I worry about the proliferation of multiple universes in South Africa.

There, I said it. Now I must write very quickly before those nice men in their white coats come to take me away.

Parallel Universe #1 exists between city dwellers and rural folk. Move away from the large metropolitan areas and it is as if you have been beamed up to a different planet where concerns are different, attitudes are different, and cultures, conversations and conventions and even the very fabric of the towns are different.

A recent trip to the Northern Cape highlighted this. As far as every single person I spoke to at filling stations, roadsides, farms and bank queues between Jan Kempdorp and Prieska was concerned, what was happening in Polokwane meant absolutely zero. For all intents and purposes, it may as well have been happening in Helsinki or Vladivostok or Krung Thep Maha Nakhon.

It wasn’t that those people were stupid, unsophisticated and uninformed. They live in a parallel universe that only occasionally brushes against this one. Our rulers have made themselves irrelevant out there and there are more important things than a bunch of yahoos and yobs ululating and singing about machine guns in a place they still know as Pietersburg.

Parallel Universe #2 exists between logic and the anachronistic communist/socialist paradigms. I suppose a simpler way of saying this would be to refer to Sandile Memela‘s blog and the 35-odd responses it has attracted. The words are similar, but the deductions are of the kind Monty Python parodied in the famous “Professor of logic” sketch.
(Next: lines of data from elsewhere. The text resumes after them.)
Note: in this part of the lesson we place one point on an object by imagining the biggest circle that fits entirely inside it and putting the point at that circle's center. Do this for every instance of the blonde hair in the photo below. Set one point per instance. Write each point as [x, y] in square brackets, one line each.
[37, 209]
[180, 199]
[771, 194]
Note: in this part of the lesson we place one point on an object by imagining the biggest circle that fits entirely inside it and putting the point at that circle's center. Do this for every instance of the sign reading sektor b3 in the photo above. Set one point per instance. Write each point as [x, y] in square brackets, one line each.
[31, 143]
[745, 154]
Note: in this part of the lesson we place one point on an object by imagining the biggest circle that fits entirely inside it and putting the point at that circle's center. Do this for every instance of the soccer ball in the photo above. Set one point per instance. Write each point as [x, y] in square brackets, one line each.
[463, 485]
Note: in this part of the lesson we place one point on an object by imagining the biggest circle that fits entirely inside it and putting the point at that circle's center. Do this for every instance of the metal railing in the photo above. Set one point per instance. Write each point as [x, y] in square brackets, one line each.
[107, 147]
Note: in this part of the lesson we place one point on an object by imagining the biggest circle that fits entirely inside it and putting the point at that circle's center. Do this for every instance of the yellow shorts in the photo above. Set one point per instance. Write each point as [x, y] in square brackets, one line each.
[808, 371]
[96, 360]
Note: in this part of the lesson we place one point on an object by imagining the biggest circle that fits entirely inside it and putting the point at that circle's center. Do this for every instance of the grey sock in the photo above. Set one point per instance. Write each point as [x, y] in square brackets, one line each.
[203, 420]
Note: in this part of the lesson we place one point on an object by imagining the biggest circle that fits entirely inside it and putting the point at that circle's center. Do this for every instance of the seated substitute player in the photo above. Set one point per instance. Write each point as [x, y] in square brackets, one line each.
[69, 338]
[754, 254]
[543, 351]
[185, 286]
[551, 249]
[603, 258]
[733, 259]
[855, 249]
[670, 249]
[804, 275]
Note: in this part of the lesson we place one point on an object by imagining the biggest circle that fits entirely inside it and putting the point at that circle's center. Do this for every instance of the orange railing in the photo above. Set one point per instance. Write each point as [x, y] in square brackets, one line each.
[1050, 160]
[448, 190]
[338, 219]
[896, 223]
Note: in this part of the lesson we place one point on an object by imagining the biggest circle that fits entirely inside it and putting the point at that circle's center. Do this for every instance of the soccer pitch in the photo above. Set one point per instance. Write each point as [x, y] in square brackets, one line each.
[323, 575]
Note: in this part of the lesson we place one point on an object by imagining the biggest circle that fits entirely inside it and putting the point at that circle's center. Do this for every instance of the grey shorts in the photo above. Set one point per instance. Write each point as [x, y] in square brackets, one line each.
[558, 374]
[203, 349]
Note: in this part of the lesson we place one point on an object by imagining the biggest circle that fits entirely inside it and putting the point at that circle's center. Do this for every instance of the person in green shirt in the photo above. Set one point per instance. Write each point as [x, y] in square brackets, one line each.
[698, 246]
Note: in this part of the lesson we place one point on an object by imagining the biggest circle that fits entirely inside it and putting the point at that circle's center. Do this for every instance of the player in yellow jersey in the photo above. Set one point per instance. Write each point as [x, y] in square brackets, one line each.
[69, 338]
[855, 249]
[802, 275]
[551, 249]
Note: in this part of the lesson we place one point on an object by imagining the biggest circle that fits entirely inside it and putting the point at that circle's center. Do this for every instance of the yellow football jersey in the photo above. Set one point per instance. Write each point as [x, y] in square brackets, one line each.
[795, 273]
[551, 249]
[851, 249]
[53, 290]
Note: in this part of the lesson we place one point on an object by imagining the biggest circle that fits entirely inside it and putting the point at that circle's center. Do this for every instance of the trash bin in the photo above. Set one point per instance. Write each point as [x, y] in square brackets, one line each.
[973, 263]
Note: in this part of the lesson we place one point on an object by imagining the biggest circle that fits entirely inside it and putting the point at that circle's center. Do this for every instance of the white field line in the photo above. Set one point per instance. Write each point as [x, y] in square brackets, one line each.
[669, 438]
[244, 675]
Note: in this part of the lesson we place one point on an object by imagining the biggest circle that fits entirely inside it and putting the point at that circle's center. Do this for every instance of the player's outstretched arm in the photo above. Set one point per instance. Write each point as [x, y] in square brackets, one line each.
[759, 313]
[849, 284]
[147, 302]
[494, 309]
This means we are constantly talking at each other. Most postings by black people (although it is not exclusively blacks) are almost impossible for me to comprehend — and I sincerely mean this in great humility.

It worries the bejabbers out of me, because the very essence of the communications subjects I taught at varsity was “to be understood”. People can only truly disagree with what they comprehend. Everything else is mere supposition and pointless he-said-she-said contradiction. From there the offshoots of slang, jargon, argot, code and semiology derive. But I’m sorry — I just don’t get it. These are the people who control my destiny and hold my fate in their hands … and I don’t understand what they are saying.

And the third clearly discernible Parallel Universe is the ideological one. I suppose it is best characterised by the unbridgeable chasms that exist between so-called cultures. Every culture has a hierarchy of norms and social mores. This is to overcome conflicts when an ethical premise — say, loyalty — finds itself at right angles with another; say, sanctity of life. The society’s historical prerogative will determine which ethical premise holds sway over the other.

Thus to the Inca loyalty to the king was far more important than self-preservation or the sanctity of life. It was nought to sacrifice your first-born if the king so decreed. This principle underpins suicide bombings. It also determines much of what we see torturing our country — the ancient black tradition that sets greater store by loyalty to friends or benefactors above social injustice. Witness Thabo Mbeki’s unflinching loyalty to Jackie Selebi and Manto Tshabalala-Msimang (remember he appointed both) — irrespective of their crimes, whereas Zuma Simpson, our buffoon-playing court jester, was fired on the spot as deputy capo. There was, after all, no way a Xhosa could tolerate such shenanigans from a Zulu. Doh!

These parallel universes support the injunction by a very senior police officer who is acquainted first-hand with all the behind-the-scenes skulduggery (as good as any John Preston) at the weekend. “If you have children here in South Africa, get them out as quickly as possible!” the officer told me. “Just one more year!” I replied.

Dishonesty and duplicity are white European values that are frowned upon, but blithely tolerated in our demockracy.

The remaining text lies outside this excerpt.